Mystical union with the Crucified is not easily accomplished. It presupposes an immovable faith in the providential love of God and total surrender to him. Such faith and surrender is especially difficult to practice-during times of pain and suffering. Yet, faith tells us that each unavoidable suffering that we encounter, whatever shape it may take, is ultimately grounded in the will of God; and the Lord, desiring what is best for us, can use suffering to pour out his love upon us. This is the truth of faith that underlies the passion mysticism of Paul. This does not mean that Paul adhered to a dull fatalism or that he engendered a cult of suffering or glorified it. Rather, he indicated a way of accepting unavoidable suffering, giving it a meaning which springs from the depths of Christian faith.
In writing to a person who had been ill for a long time, Paul says: "Look on your illness and this physical weakness as the will of God, which you ought to embrace out of love. God wants you to serve him as a sick person and to practice patience with gentleness and calmness of heart while you lie on your sickbed". Paul proposes faith in God's providence and union with the suffering Jesus as the basic attitudes that help a person accept and master actual suffering. He gives encouragement in rich picturesque language: "Try to have a childlike and great trust in God's presence. Rest with great equanimity on the cross. Try to be quiet, joyful, and totally abandoned without complaint. Drink deeply of the chalice Jesus Christ himself offers you. Even though it may appear bitter to our way of thinking, it is exceedingly sweet to the spirit because it enriches in every way . . . cast the little drops of your pain into the sea of sufferings of your divine spouse.
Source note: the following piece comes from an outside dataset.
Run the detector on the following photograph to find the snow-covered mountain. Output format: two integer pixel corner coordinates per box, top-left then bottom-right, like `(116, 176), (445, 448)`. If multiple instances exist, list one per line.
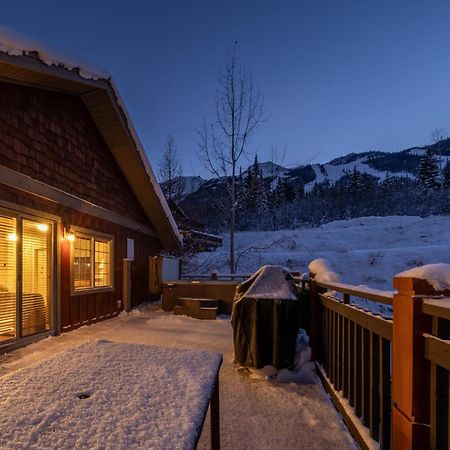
(182, 176), (206, 195)
(184, 139), (450, 195)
Then see how the soul, totally inebriated with love, immerses itself completely in pure love and pure suffering with which it is penetrated both within and without".
When, through inner struggles, a person succeeds in accepting concrete, unavoidable suffering as the will of God and sees in it the possibility of participating in the passion of Jesus, it does not mean that pain and sorrow are taken away. Although the pain must be borne, it is no longer senseless, and God's grace can work to transform the suffering so that the sufferer "rejoices in sorrow and exults in grieving love".